Bien plus encore que l’astronef à la dérive, celui qui s’est écrasé et est réduit à l’état d’épave s’est révélé être un thème fécond en science-fiction. Prenez, par exemple, deux des films les plus emblématiques de la SF Horrifique, The thing et Alien. Le premier s’ouvre sur le crash, il y a 100 000 ans, d’une soucoupe volante en Antarctique, qui sera retrouvée de nos jours par une équipe de chercheurs, avec d’indicibles conséquences. Dans le second, le Nostromo, remorqueur spatial propulsant une raffinerie et 20 millions de tonnes de minerai à destination de la Terre (au passage, c’est d’une immense imbécillité : le transport interstellaire de minerai ne peut que très difficilement être rentable -c’est même à mon avis impossible, à moins de parler de quelque chose d’extrêmement rare- sur des distances de l’ordre de 80 années-lumière -le système de Zeta Reticuli étant à mi-chemin du trajet entre Thedus et la Terre-, et on ne voit pas pourquoi on trimbalerait la lourde machinerie de la raffinerie vers la Terre -c’est le contraire qui serait logique, un transport depuis des chantiers navals de haute technologie vers des colonies encore primitives afin d’y bâtir une infrastructure-), tombe sur un signal de détresse qui se révélera être émis par la carcasse d’un vaisseau extraterrestre, avec les répercussions que vous savez.

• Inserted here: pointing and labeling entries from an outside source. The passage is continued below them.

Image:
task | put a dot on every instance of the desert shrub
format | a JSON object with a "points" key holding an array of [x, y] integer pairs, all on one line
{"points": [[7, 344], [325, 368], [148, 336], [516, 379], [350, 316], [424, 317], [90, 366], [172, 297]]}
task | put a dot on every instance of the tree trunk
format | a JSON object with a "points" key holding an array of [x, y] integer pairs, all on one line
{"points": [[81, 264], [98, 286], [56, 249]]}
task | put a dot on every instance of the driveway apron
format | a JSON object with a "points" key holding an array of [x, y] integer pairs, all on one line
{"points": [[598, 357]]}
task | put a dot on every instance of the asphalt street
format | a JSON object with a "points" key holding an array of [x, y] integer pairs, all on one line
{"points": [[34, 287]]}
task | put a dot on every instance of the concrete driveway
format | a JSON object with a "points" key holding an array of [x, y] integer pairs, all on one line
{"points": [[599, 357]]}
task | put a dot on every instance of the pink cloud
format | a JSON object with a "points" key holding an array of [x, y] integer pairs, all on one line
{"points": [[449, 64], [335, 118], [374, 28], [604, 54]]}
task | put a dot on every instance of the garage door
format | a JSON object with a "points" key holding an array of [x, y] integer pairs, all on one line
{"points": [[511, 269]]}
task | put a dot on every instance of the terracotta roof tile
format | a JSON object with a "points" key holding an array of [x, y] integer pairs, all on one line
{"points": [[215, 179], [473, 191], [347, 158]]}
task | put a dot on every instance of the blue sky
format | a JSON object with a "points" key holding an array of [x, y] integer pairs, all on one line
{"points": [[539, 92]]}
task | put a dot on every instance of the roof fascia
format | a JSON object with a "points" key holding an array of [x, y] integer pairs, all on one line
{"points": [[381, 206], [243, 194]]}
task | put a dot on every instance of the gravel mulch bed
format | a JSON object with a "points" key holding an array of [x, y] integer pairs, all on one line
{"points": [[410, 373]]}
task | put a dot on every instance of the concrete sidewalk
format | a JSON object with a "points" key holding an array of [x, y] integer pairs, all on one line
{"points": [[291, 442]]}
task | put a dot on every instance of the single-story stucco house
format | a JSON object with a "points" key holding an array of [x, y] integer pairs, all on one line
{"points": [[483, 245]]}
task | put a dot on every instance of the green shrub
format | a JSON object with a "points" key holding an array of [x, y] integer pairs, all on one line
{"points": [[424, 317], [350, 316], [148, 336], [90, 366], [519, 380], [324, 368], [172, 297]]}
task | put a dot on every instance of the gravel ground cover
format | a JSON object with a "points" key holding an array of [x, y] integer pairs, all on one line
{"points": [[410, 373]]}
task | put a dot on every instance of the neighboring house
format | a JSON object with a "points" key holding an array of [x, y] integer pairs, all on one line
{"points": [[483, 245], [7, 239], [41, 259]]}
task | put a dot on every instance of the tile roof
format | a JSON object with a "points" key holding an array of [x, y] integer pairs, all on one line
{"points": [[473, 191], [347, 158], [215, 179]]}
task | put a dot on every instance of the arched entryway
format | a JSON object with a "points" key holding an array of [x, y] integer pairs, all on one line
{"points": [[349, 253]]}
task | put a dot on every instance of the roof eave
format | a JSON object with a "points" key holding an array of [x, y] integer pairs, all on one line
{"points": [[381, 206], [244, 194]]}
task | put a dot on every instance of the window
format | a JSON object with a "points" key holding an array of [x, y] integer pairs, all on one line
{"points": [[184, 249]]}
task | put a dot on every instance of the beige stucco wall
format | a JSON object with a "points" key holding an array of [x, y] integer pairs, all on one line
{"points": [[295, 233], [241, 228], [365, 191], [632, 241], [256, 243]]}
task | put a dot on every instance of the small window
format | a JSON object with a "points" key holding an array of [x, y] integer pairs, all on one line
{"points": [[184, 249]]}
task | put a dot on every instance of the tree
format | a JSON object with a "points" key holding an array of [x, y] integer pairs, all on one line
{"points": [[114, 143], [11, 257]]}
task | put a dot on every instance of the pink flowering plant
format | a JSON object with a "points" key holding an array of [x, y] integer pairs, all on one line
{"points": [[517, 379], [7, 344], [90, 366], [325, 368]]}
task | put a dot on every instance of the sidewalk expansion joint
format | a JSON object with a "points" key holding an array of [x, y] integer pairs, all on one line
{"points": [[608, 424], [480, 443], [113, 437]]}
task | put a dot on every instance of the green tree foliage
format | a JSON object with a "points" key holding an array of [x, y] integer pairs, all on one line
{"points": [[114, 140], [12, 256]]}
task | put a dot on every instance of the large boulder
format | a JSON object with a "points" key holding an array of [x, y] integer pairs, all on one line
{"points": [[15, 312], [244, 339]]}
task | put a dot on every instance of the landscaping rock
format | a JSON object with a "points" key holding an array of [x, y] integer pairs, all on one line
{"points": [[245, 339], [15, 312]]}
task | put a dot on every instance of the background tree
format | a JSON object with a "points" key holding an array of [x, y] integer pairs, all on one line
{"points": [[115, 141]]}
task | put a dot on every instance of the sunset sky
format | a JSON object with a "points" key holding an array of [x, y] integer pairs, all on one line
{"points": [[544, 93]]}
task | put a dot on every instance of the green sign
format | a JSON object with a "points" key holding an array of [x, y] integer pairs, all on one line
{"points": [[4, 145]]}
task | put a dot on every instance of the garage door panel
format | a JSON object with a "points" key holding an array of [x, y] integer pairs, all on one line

Outre la glace ou une planète extrasolaire visitée par les humains, l’astronef au centre de l’intrigue peut aussi s’écraser sur le bord de l’océan (dans X-Files, on retrouve un OVNI sur une plage africaine), voire au fond, par exemple dans l’épisode 21 de SeaQuest DSV ou bien entendu dans le film (ou le livre) Sphère. Il peut également se crasher dans une forêt, où il est retrouvé par hasard (c’est l’amorce de l’intrigue des Tommyknockers de Stephen King ou de Alien vs Predator – Requiem), ou bien sur le site de la future Londres, où il sera retrouvé au XXe siècle lors d’une excavation délibérée (cf le feuilleton de la BBC Quatermass and the pit, en 1958-1959, qui a peut-être inspiré King et met en scène des Martiens insectoïdes qui ont mis en coupe réglée l’Angleterre préhistorique, laissant un souvenir nébuleux mais horrible dans la mémoire collective). Dans les deux cas (King et The Pit), le vaisseau ou ses occupants ont une puissante et maléfique influence sur les êtres humains qui les approchent. C’est aussi le cas dans une saga de Peter Hamilton dont je vais taire le nom afin de ne pas spoiler. Rien de tel dans Eifelheim de Michael Flynn, dans lequel un vaisseau spatial s’écrase, au quatorzième siècle, près d’un village de la forêt noire : la coopération et les tentatives de compréhension mutuelle entre les systèmes de pensée des aliens et des humains sont au centre de cet (excellent) roman mi-historique, mi-SF. Ce qui prouve d’ailleurs que, malgré des tonnes de contre-exemples, cette thématique n’est pas obligée de verser dans l’horreur pure et dure. D’ailleurs, le livre Starship Titanic, écrit par Terry Jones des Monty Python en tant que novélisation d’un jeu vidéo scénarisé par Douglas Adams en personne, fait (quelle surprise !) du crash l’amorce d’une histoire hautement humoristique (dans le genre satirique, absurde et déjanté).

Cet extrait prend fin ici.